On Thu April 29 2004 11:38, Frode Gill wrote:

On Thu, 29 Apr 2004 17:33:03 +0200, Frode Gill 
<frodegill(_at_)opera(_dot_)com> wrote:

I beg to differ. As a little test, it would be interesting to see how many 
of the mail-clients we use are able to parse the Date:-header in this 
message, which as far as I can tell is perfectly legal according to RFC2822.

Somewhere along the way, the header was replaced with something more clean, 
which is a good indication of that not everyone manages to parse legal 
RFC2822-headers.
Here is the header I tried to send, with [SPACE] to explicitly mark a 
whitespace, [CRLF] to mark linefeeds and [EOL] to mark end of header:

Date: (Mon, (29)30 Feb 2004 \30:00\) THU (Wed, 28 Feb 2004 13:00) Friday 
\(Sat) 29 (=?iso-8859-15?Q?Feb?= ("or Mar")"?) Apr[CRLF]
[SPACE]2004 17:[CRLF]
[SPACE](62)10:(:(:)\):)30 (Oslo, Norway) +2560[EOL]
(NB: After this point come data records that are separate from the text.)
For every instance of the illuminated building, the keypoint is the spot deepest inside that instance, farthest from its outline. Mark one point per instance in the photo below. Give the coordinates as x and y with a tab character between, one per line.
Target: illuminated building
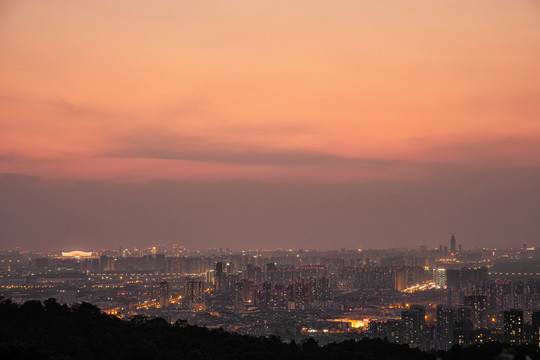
193	292
76	254
453	244
414	324
446	317
439	277
163	294
513	327
536	328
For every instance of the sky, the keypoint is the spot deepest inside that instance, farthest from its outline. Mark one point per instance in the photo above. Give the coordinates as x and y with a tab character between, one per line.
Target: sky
265	124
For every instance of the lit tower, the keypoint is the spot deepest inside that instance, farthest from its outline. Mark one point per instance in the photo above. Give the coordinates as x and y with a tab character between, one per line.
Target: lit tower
163	294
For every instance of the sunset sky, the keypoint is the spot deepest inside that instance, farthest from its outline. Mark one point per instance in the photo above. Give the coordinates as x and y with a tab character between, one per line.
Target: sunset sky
241	123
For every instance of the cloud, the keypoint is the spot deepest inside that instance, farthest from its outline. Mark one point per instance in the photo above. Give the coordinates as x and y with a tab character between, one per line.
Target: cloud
160	144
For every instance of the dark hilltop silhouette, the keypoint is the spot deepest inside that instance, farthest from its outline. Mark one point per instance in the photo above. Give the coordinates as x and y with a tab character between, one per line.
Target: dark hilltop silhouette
49	330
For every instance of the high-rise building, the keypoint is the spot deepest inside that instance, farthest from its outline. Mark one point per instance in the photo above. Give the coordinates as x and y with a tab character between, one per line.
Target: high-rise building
513	327
163	294
446	317
193	292
414	324
536	328
453	244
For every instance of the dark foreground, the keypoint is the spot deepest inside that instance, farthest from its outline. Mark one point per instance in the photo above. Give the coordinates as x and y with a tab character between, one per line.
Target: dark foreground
48	330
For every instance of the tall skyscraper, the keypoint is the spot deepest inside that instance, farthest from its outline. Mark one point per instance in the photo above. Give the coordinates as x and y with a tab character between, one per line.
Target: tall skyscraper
513	327
536	328
414	324
163	294
193	291
446	317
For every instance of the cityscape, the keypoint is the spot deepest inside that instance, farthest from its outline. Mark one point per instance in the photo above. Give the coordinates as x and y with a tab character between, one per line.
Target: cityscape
428	298
270	179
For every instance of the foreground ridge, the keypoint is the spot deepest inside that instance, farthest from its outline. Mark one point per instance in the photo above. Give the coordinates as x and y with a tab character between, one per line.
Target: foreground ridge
49	330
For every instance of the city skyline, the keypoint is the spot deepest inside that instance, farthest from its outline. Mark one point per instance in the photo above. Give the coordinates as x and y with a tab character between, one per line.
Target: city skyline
269	124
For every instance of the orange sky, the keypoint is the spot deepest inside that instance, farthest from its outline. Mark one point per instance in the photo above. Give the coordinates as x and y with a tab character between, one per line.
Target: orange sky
318	91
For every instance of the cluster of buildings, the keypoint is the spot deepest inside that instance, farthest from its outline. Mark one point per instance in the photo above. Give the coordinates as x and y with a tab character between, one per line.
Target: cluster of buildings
430	298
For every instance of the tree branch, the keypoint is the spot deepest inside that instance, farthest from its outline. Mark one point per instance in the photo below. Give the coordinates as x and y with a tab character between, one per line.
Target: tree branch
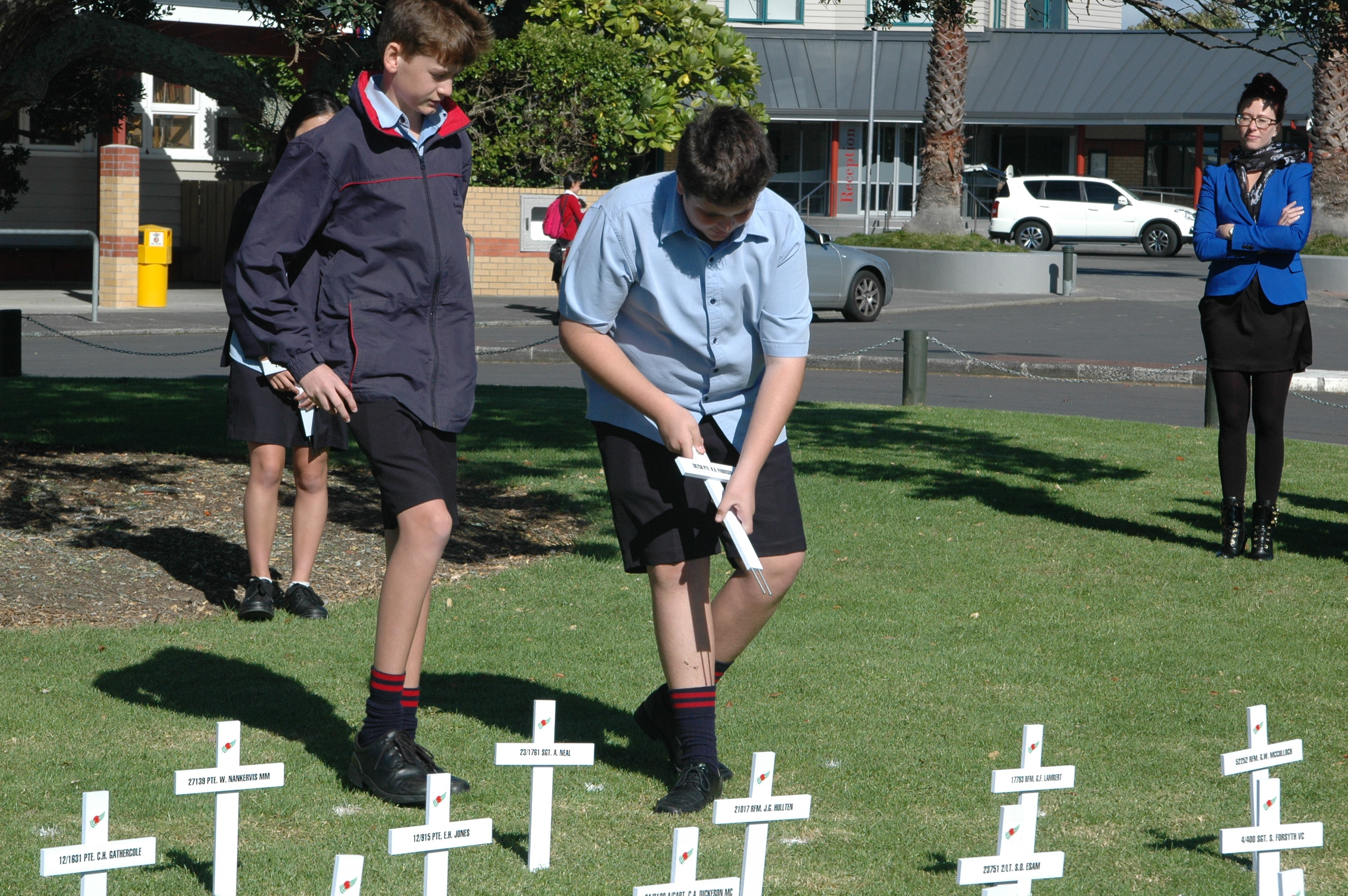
92	35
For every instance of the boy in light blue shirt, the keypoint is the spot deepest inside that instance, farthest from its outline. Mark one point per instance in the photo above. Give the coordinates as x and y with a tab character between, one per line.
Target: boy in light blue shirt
685	302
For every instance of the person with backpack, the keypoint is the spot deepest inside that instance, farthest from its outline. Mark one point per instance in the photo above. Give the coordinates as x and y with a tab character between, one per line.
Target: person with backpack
564	219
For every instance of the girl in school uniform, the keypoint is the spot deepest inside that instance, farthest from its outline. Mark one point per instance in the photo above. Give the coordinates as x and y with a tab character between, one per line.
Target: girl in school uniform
265	411
1254	216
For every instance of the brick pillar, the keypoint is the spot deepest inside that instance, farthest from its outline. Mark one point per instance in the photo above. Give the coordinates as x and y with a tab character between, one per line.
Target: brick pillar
119	219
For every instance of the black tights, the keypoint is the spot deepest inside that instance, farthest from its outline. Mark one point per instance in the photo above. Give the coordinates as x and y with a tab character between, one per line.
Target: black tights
1238	394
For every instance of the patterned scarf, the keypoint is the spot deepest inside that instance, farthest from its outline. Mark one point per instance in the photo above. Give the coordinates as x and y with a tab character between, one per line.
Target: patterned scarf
1270	158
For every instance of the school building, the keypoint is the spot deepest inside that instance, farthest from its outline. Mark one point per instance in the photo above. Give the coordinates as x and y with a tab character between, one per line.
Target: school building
1054	86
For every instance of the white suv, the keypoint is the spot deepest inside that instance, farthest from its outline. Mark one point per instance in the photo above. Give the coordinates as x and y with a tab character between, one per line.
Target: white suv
1041	211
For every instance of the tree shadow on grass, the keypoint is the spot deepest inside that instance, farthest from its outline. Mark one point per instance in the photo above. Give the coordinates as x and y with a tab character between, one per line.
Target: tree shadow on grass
201	561
940	864
989	459
1320	539
201	870
507	702
1201	845
217	688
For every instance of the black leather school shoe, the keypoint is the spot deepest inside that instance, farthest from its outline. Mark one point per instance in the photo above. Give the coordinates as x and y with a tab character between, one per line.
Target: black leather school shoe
695	790
1232	529
1262	521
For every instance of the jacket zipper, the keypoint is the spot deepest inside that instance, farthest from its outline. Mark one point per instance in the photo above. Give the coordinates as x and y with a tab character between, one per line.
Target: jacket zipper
435	297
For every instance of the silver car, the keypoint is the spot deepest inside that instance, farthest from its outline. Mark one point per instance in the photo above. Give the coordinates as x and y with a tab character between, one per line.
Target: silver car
847	280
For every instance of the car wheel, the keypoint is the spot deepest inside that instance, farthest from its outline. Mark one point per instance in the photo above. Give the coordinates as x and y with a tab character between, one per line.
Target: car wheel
1033	236
864	298
1160	240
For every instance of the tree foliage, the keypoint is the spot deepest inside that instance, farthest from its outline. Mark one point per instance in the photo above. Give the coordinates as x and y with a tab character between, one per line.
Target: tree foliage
691	56
550	102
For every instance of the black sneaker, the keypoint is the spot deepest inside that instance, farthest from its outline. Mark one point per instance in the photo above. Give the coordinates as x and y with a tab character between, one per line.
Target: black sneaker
302	601
456	784
389	768
656	717
695	790
261	597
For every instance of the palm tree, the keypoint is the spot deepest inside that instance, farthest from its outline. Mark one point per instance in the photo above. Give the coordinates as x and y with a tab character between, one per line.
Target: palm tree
1301	31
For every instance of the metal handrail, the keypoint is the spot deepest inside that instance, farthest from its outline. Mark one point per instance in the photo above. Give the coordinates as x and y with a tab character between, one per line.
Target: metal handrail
88	233
807	197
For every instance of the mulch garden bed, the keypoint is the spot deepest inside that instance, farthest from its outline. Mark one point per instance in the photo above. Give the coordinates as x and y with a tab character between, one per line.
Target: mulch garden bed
121	539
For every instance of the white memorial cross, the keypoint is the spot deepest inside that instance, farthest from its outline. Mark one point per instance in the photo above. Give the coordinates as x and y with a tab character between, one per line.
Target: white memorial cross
1266	810
225	780
347	874
756	813
1017	860
544	755
95	856
712	476
684	874
439	836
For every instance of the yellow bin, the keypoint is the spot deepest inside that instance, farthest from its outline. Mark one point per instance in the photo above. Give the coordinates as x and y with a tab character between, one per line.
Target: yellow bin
154	256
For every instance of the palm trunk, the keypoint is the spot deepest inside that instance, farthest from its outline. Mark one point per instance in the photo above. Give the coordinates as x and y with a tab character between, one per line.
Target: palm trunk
1330	138
943	125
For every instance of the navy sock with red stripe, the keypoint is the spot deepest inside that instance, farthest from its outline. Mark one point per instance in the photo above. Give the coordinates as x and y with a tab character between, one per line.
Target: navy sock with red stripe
383	708
411	700
695	720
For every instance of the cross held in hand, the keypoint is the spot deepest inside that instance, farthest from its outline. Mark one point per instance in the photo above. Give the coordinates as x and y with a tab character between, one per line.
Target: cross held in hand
544	754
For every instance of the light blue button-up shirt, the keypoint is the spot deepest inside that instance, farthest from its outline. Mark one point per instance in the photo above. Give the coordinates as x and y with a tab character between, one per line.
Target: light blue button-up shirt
390	116
696	320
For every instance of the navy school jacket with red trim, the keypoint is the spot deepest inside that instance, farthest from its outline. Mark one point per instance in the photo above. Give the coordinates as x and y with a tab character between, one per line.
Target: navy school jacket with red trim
391	306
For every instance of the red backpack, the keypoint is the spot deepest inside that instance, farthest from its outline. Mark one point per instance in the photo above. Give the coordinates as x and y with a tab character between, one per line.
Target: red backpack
553	220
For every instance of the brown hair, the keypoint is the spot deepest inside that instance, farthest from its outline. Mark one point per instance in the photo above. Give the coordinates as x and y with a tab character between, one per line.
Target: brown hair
724	157
452	31
1269	91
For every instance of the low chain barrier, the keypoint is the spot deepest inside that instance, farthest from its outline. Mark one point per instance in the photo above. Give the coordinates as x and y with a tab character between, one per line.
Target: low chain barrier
1057	379
108	348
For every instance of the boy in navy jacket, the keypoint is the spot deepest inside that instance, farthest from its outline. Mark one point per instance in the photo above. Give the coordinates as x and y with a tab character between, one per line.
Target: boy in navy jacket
385	339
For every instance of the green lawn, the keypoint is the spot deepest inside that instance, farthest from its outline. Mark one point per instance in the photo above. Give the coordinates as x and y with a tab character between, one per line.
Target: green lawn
970	572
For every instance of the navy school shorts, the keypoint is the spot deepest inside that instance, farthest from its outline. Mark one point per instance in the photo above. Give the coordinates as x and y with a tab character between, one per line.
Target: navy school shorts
411	463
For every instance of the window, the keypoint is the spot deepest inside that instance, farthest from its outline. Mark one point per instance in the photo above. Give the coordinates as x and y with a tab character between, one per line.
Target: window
1046	14
1102	193
174	94
174	133
229	131
765	11
1063	190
[OK, so I'm a little behind in reading mail-ng, particularly
messages marked as off-topic...]

There are many violations of RFC 2822 and other relevant
standards in that field:

1.  Any line containing an encoded-word (in a comment or
    any other legal place) must not be longer than 76 octets
    [RFC 2047, sec. 2]

2. In addition, RFC 2822 recommends a line length limit of
    78 octets.

3. RFC 2822 section 3.3 specifies that FWS only (i.e. no
    comments) may appear between the day and the
    month name.

4. The same section prohibits CFWS within the time-of-day

5. Only FWS (no comments) is permitted between the
    time and the zone offset

6. The zone offset minutes must be in the range 00 to
    59.

So the field isn't even close to being legal.  Whatever
generated it was not compliant with either RFC 2047
or RFC 2822.

Also, regardless of what RFC 2822 permits in terms of
syntax, common sense dictates that a zone offset must
correspond to an actual zone (otherwise the field would
be semantic gibberish), and there are no zones outside
the range -1200 through +1400 (and none since the
Date field was invented (RFC 561) with an offset's
minutes portion other than 00, 30, or 45, or an offset
which is not a multiple of 15 minutes).

Changes made to clearly illegal fields indicate nothing
about ability to parse legal fields.